The README explains the value clearly. It shows the practical failure modes: runaway LLM calls, uncontrolled tools like send_email, missing tenant budgets, and no audit trail. Then it maps those to concrete hooks: on_llm_start reserves, on_llm_end commits actual usage, on_tool_start reserves from the tool estimate map, on_tool_end commits, and on_handoff records an audit event. The pre-run cycles_budget_guardrail is also a good fit because it can deny before any tokens are spent. I especially like the tool estimate map design: being able to set "search_knowledge": 0 while charging risk points for higher-impact tools is a clean policy model.

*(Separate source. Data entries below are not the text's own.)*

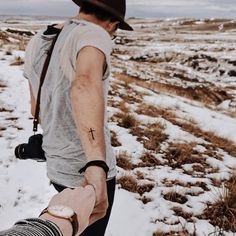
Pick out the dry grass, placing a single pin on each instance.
(207, 95)
(146, 200)
(180, 154)
(151, 136)
(181, 213)
(148, 110)
(175, 197)
(223, 143)
(222, 212)
(126, 120)
(130, 184)
(149, 160)
(124, 161)
(2, 109)
(172, 233)
(18, 62)
(144, 109)
(123, 107)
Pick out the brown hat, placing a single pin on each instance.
(117, 8)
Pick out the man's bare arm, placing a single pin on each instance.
(88, 109)
(32, 100)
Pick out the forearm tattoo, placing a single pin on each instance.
(91, 131)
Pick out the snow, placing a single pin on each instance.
(25, 188)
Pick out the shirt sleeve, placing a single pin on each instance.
(28, 58)
(93, 36)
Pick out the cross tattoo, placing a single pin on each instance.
(91, 131)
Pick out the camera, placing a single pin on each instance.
(31, 150)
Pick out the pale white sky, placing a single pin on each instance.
(137, 8)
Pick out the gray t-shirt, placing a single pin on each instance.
(61, 141)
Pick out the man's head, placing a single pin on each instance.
(106, 10)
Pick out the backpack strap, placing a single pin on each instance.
(50, 30)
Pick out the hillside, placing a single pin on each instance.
(172, 110)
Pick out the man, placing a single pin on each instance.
(73, 103)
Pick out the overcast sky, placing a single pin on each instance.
(136, 8)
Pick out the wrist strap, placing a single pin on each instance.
(98, 163)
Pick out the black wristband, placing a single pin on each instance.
(98, 163)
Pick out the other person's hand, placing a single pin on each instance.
(97, 178)
(81, 200)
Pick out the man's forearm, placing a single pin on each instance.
(88, 110)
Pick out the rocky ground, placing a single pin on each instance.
(172, 107)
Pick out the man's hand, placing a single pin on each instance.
(97, 178)
(81, 200)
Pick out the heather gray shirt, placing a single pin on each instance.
(61, 142)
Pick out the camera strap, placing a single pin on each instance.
(50, 30)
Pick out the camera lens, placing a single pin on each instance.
(20, 151)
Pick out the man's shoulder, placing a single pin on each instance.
(90, 30)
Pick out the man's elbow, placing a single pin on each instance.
(81, 83)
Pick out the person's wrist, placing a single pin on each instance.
(99, 164)
(63, 224)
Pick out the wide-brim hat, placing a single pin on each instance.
(116, 8)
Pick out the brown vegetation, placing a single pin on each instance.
(222, 212)
(148, 160)
(130, 184)
(179, 154)
(175, 197)
(151, 136)
(124, 161)
(18, 61)
(126, 120)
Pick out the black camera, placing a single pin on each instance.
(31, 150)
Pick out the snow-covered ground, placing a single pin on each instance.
(173, 188)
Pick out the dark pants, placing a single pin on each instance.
(99, 227)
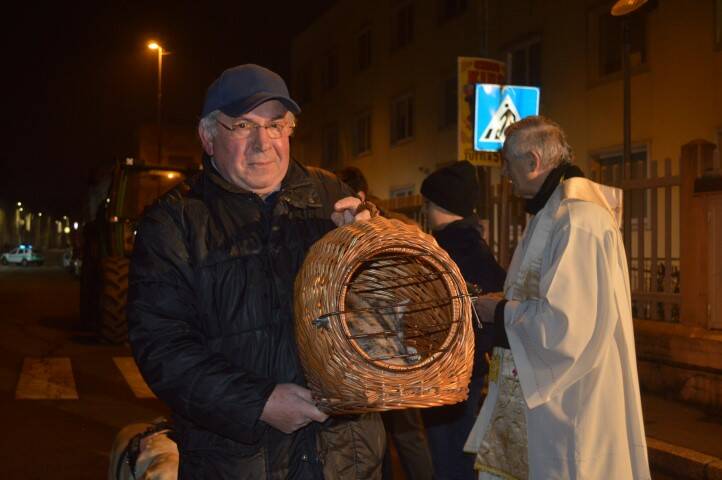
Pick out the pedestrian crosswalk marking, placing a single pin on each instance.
(132, 376)
(46, 379)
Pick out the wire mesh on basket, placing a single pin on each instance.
(382, 320)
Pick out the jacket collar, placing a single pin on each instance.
(296, 187)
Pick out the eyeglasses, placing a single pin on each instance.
(276, 129)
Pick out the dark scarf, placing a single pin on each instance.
(564, 170)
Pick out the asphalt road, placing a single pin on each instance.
(54, 437)
(64, 438)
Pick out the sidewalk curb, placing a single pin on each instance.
(683, 462)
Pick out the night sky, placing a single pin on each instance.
(79, 79)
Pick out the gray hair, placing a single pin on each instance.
(209, 123)
(540, 134)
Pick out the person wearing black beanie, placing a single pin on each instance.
(453, 188)
(450, 197)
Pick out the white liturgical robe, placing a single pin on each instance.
(569, 324)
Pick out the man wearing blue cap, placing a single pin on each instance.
(210, 306)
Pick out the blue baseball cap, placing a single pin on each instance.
(241, 89)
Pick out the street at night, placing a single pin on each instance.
(378, 240)
(63, 396)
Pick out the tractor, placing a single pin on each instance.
(108, 242)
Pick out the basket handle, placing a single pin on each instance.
(366, 205)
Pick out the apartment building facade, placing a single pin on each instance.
(377, 84)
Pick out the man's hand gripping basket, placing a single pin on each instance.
(383, 320)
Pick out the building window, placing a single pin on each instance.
(610, 173)
(329, 71)
(362, 134)
(449, 101)
(523, 63)
(605, 40)
(304, 90)
(402, 26)
(402, 118)
(449, 9)
(363, 50)
(330, 156)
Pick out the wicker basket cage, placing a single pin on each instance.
(383, 320)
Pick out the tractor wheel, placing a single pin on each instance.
(114, 295)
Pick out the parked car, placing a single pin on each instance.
(22, 255)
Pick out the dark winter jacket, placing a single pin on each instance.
(210, 315)
(464, 243)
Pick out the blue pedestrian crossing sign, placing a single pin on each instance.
(497, 107)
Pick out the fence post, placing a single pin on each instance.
(693, 235)
(504, 221)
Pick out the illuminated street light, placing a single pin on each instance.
(155, 46)
(622, 8)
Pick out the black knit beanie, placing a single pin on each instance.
(453, 188)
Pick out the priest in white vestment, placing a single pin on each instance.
(563, 398)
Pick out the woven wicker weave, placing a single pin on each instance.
(396, 271)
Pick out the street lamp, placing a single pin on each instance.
(622, 9)
(155, 46)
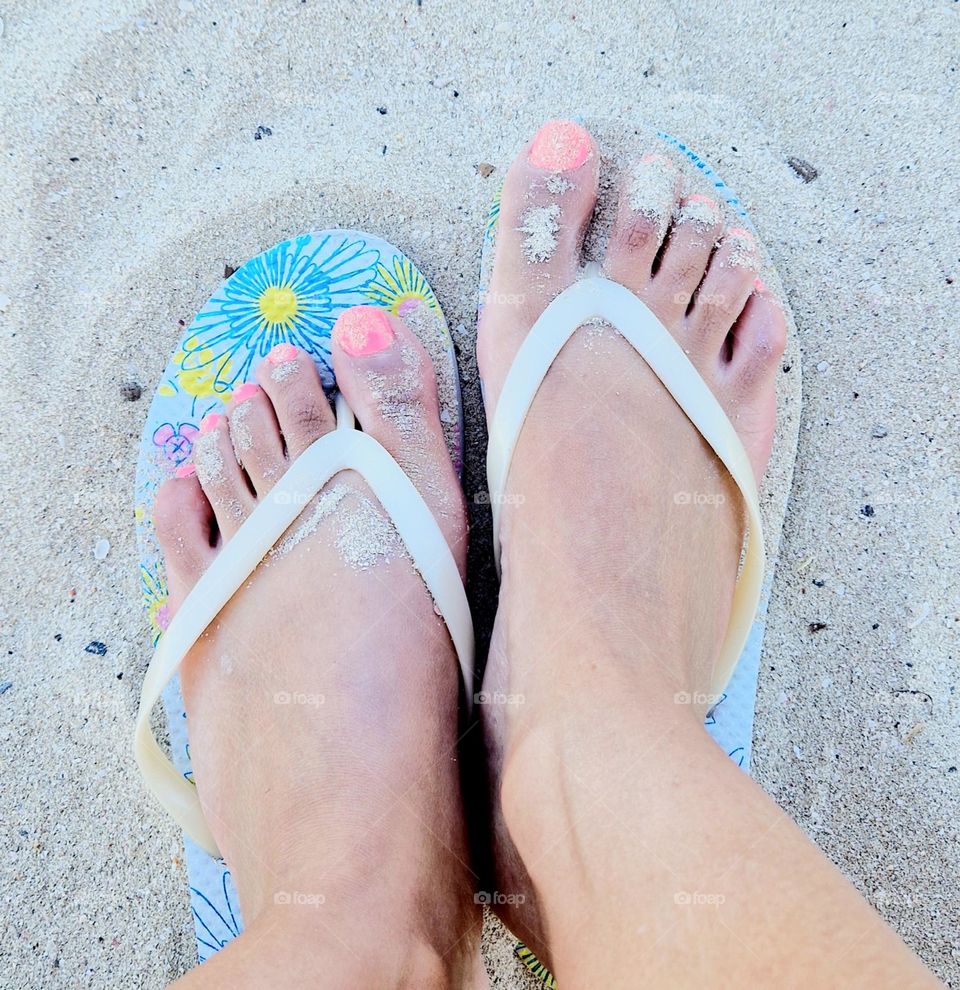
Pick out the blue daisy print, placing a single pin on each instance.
(216, 924)
(290, 294)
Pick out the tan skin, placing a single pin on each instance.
(637, 851)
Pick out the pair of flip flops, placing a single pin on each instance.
(294, 293)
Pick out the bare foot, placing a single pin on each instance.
(623, 504)
(323, 700)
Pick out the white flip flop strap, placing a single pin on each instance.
(344, 449)
(593, 298)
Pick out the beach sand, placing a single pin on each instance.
(132, 173)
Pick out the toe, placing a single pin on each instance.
(696, 227)
(649, 192)
(723, 292)
(546, 203)
(221, 477)
(748, 381)
(758, 339)
(387, 377)
(256, 438)
(292, 382)
(186, 530)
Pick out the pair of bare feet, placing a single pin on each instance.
(341, 817)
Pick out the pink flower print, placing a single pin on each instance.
(176, 442)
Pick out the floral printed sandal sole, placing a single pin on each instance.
(291, 293)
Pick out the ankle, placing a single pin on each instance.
(557, 759)
(348, 953)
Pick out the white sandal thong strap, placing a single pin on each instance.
(345, 448)
(594, 297)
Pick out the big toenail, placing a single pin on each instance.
(282, 354)
(560, 146)
(245, 392)
(363, 330)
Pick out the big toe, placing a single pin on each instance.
(387, 377)
(546, 203)
(186, 530)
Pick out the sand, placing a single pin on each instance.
(145, 148)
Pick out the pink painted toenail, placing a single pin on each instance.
(363, 330)
(560, 146)
(281, 354)
(246, 391)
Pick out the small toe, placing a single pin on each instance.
(758, 339)
(256, 437)
(222, 479)
(649, 192)
(387, 377)
(186, 530)
(696, 227)
(724, 290)
(291, 380)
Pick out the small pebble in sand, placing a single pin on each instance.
(805, 170)
(541, 225)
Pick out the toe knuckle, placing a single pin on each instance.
(305, 412)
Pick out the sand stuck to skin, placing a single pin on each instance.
(144, 148)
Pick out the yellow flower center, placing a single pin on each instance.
(278, 304)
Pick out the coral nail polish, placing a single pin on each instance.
(243, 393)
(559, 146)
(363, 330)
(282, 354)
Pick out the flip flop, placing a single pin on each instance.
(730, 718)
(291, 293)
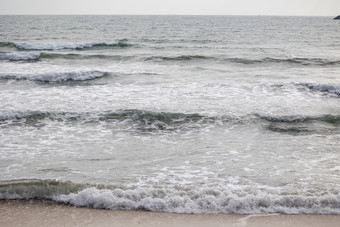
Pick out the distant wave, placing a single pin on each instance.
(147, 121)
(19, 56)
(333, 89)
(203, 199)
(55, 46)
(7, 44)
(331, 119)
(298, 61)
(178, 58)
(55, 77)
(34, 56)
(248, 61)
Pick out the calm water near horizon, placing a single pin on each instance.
(186, 114)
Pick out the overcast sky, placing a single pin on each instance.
(170, 7)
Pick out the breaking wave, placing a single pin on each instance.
(142, 120)
(55, 77)
(29, 56)
(248, 61)
(326, 88)
(179, 58)
(331, 119)
(297, 61)
(203, 199)
(54, 46)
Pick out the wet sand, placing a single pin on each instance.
(46, 213)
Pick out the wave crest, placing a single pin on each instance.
(326, 88)
(55, 77)
(226, 199)
(75, 46)
(331, 119)
(29, 56)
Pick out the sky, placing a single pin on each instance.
(173, 7)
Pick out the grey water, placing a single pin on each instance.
(186, 114)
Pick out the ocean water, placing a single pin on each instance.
(185, 114)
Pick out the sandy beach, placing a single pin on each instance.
(46, 213)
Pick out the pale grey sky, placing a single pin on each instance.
(182, 7)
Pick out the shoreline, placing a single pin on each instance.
(48, 213)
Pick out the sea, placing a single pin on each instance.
(180, 114)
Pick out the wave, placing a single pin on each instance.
(330, 119)
(73, 46)
(178, 58)
(203, 199)
(35, 56)
(55, 77)
(248, 61)
(166, 121)
(29, 56)
(140, 119)
(7, 44)
(326, 88)
(297, 61)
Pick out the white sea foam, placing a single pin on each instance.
(55, 76)
(227, 199)
(20, 56)
(333, 89)
(54, 46)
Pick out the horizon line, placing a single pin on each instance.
(264, 15)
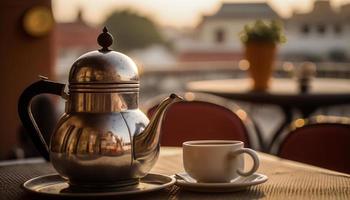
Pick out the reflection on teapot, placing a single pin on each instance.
(102, 138)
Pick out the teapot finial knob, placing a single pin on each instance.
(105, 39)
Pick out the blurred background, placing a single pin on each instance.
(173, 42)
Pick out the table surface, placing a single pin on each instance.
(287, 179)
(278, 86)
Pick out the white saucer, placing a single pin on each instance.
(237, 184)
(55, 185)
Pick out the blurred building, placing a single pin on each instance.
(319, 35)
(217, 35)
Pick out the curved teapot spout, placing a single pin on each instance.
(146, 144)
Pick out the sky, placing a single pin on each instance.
(177, 13)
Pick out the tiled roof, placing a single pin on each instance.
(244, 10)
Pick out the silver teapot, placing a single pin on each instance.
(102, 139)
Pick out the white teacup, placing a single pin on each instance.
(216, 161)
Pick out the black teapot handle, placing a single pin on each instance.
(25, 114)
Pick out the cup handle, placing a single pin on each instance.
(255, 158)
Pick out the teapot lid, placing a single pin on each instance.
(104, 66)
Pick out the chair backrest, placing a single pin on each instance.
(201, 119)
(325, 145)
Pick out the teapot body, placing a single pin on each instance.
(103, 139)
(97, 148)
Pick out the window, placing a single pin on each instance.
(321, 29)
(337, 29)
(219, 36)
(305, 29)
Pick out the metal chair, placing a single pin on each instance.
(321, 141)
(203, 117)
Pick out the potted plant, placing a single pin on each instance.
(260, 40)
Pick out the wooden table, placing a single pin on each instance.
(283, 93)
(287, 179)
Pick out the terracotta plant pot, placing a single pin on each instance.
(260, 56)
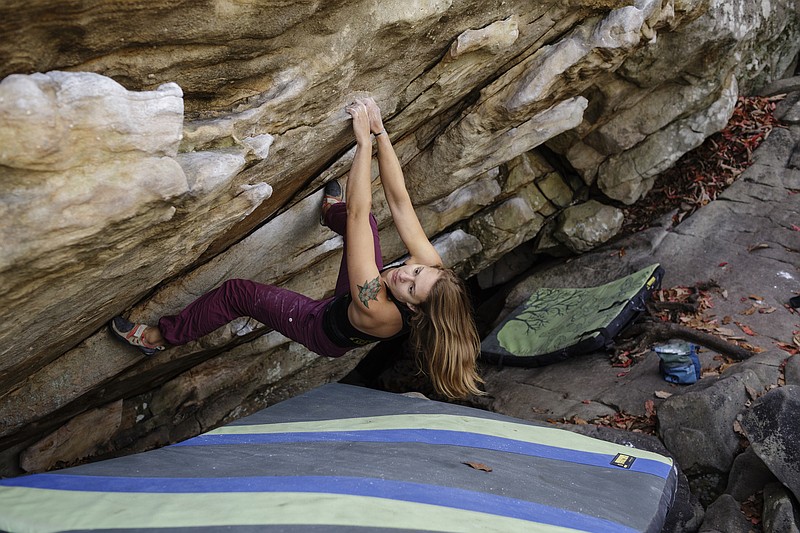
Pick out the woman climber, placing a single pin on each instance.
(370, 303)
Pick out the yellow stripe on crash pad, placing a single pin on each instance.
(21, 511)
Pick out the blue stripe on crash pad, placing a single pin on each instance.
(442, 496)
(435, 436)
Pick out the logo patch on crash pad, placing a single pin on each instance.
(623, 461)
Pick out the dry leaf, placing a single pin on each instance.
(751, 392)
(746, 329)
(478, 466)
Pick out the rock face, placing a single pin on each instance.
(149, 152)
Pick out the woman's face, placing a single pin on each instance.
(411, 284)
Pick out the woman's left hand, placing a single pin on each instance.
(358, 110)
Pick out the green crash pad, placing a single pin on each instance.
(554, 324)
(343, 458)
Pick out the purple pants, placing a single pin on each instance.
(293, 315)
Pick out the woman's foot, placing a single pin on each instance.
(140, 336)
(333, 195)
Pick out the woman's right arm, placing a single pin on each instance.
(394, 187)
(370, 310)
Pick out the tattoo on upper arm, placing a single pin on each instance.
(369, 291)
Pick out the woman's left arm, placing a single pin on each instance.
(371, 310)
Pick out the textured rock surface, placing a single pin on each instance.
(150, 151)
(780, 511)
(770, 426)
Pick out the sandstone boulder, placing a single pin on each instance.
(201, 135)
(770, 425)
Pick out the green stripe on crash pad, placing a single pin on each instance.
(102, 510)
(483, 426)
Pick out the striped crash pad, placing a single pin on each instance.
(343, 458)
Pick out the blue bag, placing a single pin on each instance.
(679, 362)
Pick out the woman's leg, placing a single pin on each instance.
(336, 219)
(285, 311)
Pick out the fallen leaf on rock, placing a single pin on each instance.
(751, 392)
(746, 329)
(478, 466)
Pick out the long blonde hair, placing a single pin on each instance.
(445, 338)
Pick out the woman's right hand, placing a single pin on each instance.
(375, 120)
(361, 126)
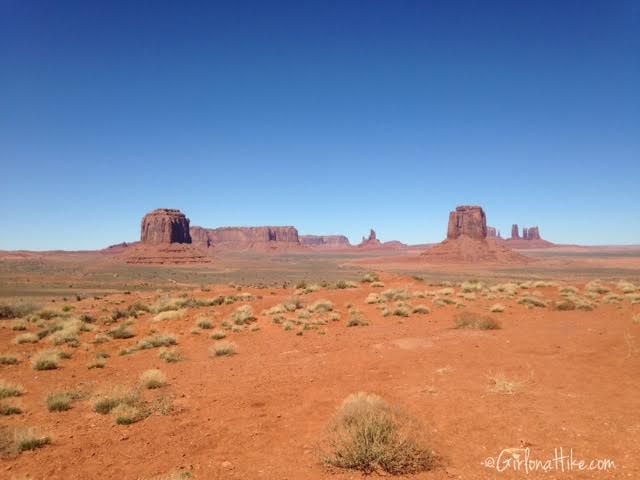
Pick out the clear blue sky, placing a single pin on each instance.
(333, 116)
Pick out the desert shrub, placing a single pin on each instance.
(7, 408)
(223, 349)
(157, 340)
(97, 363)
(499, 383)
(243, 315)
(421, 309)
(10, 390)
(8, 360)
(170, 355)
(473, 320)
(46, 360)
(16, 310)
(367, 434)
(497, 308)
(153, 379)
(122, 332)
(205, 324)
(218, 335)
(532, 301)
(321, 306)
(26, 338)
(564, 305)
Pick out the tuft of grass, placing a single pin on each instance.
(121, 333)
(367, 434)
(205, 324)
(565, 305)
(8, 360)
(153, 379)
(224, 348)
(473, 320)
(27, 439)
(499, 383)
(218, 335)
(10, 390)
(170, 355)
(421, 309)
(46, 360)
(7, 409)
(16, 310)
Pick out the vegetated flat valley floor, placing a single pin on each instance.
(256, 354)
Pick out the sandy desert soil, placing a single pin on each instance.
(570, 377)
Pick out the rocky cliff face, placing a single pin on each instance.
(469, 221)
(371, 240)
(242, 236)
(531, 233)
(165, 226)
(325, 241)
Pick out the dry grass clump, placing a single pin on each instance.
(565, 305)
(21, 439)
(499, 383)
(16, 310)
(122, 332)
(533, 301)
(170, 355)
(475, 321)
(169, 315)
(61, 402)
(10, 390)
(218, 335)
(421, 309)
(367, 434)
(321, 306)
(224, 348)
(9, 360)
(243, 315)
(157, 340)
(153, 379)
(26, 338)
(46, 360)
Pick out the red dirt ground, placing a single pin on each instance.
(261, 413)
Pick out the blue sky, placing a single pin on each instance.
(333, 116)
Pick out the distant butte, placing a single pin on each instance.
(467, 241)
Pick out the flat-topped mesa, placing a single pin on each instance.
(165, 226)
(469, 221)
(325, 241)
(371, 240)
(515, 233)
(242, 236)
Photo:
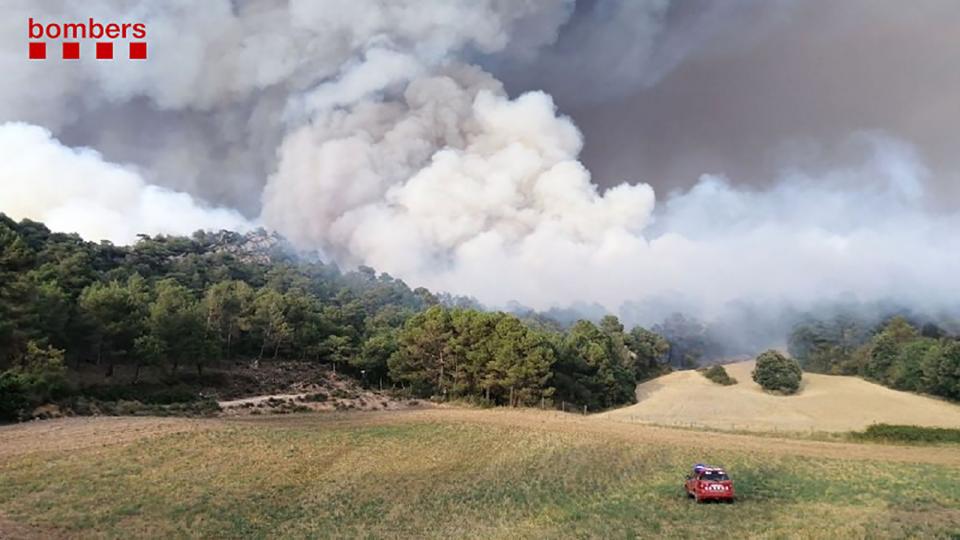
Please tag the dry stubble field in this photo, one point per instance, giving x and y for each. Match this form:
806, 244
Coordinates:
453, 473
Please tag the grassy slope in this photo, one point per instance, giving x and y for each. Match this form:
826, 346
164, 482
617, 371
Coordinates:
824, 403
456, 473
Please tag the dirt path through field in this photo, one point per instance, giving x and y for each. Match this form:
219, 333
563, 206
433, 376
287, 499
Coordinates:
88, 432
596, 425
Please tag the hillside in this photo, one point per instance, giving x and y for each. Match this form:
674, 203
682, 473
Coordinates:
441, 473
824, 403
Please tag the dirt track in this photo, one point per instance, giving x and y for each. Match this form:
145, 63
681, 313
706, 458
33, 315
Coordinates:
824, 403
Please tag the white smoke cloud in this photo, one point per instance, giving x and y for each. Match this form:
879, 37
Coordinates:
365, 130
76, 190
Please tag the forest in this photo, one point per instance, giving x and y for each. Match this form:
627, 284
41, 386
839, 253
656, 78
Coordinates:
916, 356
186, 306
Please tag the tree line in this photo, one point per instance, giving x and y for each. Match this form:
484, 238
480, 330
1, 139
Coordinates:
896, 352
176, 303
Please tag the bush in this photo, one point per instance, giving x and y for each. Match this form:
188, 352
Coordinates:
38, 379
719, 375
776, 373
914, 434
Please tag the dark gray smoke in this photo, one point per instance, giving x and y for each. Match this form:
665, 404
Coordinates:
761, 153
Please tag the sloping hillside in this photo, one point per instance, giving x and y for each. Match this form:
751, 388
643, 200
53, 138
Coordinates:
824, 403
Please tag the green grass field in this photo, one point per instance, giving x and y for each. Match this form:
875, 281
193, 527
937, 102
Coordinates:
447, 475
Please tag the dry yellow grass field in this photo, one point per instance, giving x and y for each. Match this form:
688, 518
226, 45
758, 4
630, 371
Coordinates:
447, 472
824, 403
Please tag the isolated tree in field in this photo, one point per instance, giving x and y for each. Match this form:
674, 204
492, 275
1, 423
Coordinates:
777, 373
719, 375
649, 350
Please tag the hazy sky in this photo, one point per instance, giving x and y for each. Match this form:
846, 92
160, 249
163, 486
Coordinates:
664, 154
765, 85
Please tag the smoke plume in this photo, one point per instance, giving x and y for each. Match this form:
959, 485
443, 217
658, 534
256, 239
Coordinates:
422, 138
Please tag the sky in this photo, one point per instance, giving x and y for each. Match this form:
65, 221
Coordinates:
642, 155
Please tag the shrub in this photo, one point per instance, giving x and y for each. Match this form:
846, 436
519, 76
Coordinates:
719, 375
38, 379
776, 373
914, 434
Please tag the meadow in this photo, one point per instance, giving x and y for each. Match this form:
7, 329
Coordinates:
455, 473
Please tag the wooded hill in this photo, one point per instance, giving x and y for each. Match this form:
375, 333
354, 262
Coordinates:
188, 304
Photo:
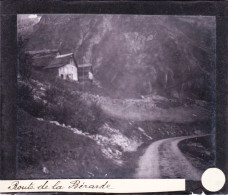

The implementation signals are solid for a young project. It has 72 commits, four releases, Apache-2.0 licensing, CI, PyPI publish automation, Scorecard, strict mypy, Ruff, pytest coverage with a 95% threshold, typed package marker support, and examples for basic budget enforcement, tool governance, and multi-agent handoff. The AUDIT.md is unusually helpful: it checks all 7 OpenAI Agents hook signatures, guardrail integration, Cycles reserve/commit/release/decide/event calls, heartbeat behavior, fail-open/fail-closed handling, and reports 97 tests with 100% coverage.

The main thing I’d improve is production guidance around failure behavior. The README does mention fail_open=True by default and release_pending() after failed runs, but those choices are important enough to deserve a small “production checklist”: when to use fail-closed, how to size TTLs, how to choose tool estimates, what happens on process crash, and how to monitor denied runs. I’d also add one short architecture diagram or lifecycle sequence because hooks, guardrails, reservations, commits, and handoffs are a lot for new users to hold at once. Overall, this is a well-scoped integration with strong docs and test discipline; the next step is making operational adoption as clear as the API.